Loading data fields from data files

An analysis will need to load a set of data fields from a data file. Which fields these are is defined in the ['datafields'] section of the Config dictionary instance. Each field has a stage assigned which states at what stage the data field is required. There are two main stages: data preparation, and analysis. Since data fields can exist either in an experimental data file or a monte-carlo data file, these two main stages are divided into EXP and MC. Hence, the following stages exist:

DATAPREPARATION_EXP
DATAPREPARATION_MC
ANALYSIS_EXP
ANALYSIS_MC

All stages are defines in the skyllh.core.datafields.DataFieldStages class.

After loading the data of a Dataset instance, only data fields with the stage ANALYSIS_EXP and ANALYSIS_MC will be left to use in the analysis. Data fields marked with stage DATAPREPARATION_EXP or DATAPREPARATION_MC will be available for the data preparation stage.

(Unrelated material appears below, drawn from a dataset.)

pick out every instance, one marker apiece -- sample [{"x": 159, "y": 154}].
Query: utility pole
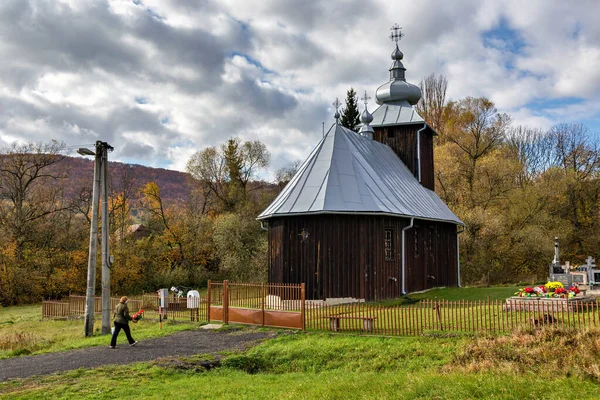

The following code shows how to define the data fields my_exp_field and my_mc_field that should be loaded from the experimental and monte-carlo data files, respectively.

[5]:
from skyllh.core.config import Config
from skyllh.core.datafields import DataFieldStages as DFS
[6]:
cfg = Config()
cfg['datafields']['my_exp_field'] = DFS.ANALYSIS_EXP
cfg['datafields']['my_mc_field'] = DFS.DATAPREPARATION_MC

The my_exp_field will be available after the data files have been loaded and the data has been prepared by optional data preparation functions, whereas the my_mc_field will be available only at the data preparation stage and not at the analysis stage.

Note

Everything after the skyllh.core.dataset.Dataset.load_and_prepare_data() call is referred to as analysis stage.

Datasets can define their own required data fields via setting the skyllh.core.dataset.Dataset.datafields property in the same way as in the configuration.